For those of you similarly interested (obsessed?) with the changing role of government statistics relative to the explosion of highly dimensional private sector data, I recommend having a look at Innovations in Federal Statistics: Combining Data Sources While Protecting Privacy from the National Academy of Sciences. It’s an easy read and offers a solid foundation for those who seek a better understanding of governmental statistics.

This is the first of two volumes. It addresses the current state of government statistical creation, including legal frameworks, approaches to foster transparency while protecting privacy, current issues in social science survey design and the role of private data. A forthcoming second report will investigate the envisioned use of public and private data sources in an a new paradigm.

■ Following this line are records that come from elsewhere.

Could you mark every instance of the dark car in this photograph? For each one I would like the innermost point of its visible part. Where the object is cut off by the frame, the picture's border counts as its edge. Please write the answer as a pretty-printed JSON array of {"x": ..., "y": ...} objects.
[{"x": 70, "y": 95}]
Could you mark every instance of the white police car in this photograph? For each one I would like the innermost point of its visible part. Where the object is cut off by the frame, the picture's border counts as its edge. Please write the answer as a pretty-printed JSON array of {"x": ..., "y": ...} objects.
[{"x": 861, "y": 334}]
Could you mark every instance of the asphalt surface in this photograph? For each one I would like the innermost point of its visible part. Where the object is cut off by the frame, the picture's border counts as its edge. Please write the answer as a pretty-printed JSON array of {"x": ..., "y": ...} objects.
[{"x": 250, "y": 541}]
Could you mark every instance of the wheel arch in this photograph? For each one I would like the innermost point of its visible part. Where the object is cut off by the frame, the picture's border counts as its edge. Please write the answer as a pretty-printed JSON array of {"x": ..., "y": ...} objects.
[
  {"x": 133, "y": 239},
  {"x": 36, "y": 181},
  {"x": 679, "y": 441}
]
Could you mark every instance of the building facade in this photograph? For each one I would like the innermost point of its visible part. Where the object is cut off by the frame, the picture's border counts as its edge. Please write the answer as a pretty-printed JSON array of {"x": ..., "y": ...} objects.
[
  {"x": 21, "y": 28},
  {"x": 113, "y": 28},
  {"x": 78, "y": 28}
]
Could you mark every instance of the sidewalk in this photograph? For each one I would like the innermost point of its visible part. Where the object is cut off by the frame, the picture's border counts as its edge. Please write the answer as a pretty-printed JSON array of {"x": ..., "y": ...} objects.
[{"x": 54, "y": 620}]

Government stats are crucial but are often taken for granted, deemed sacrosanct and are sort of inevitable. Unfortunately the reality is different– shrinking budgets, the rise of private sector data, declining response rates, lags between close of period and reporting, madman episodes (Jack Welch accusing the Bureau of Labor statistics of fudging the numbers or Trump calling unemployment rates “fiction“) and an arguably broken (or breaking) approach to government stats should matter to all. Hundreds of billions of federal budget dollars, state allocations and private sector investment/trading decisions all rely on official stats.

Your author feels there are there are three core problems with the federal statistical program and these problems are tied to systemic governmental issues. These issues are decreasing response rates/increased costs of enumeration, processing and distribution, availability of additional sources and timeliness in reporting.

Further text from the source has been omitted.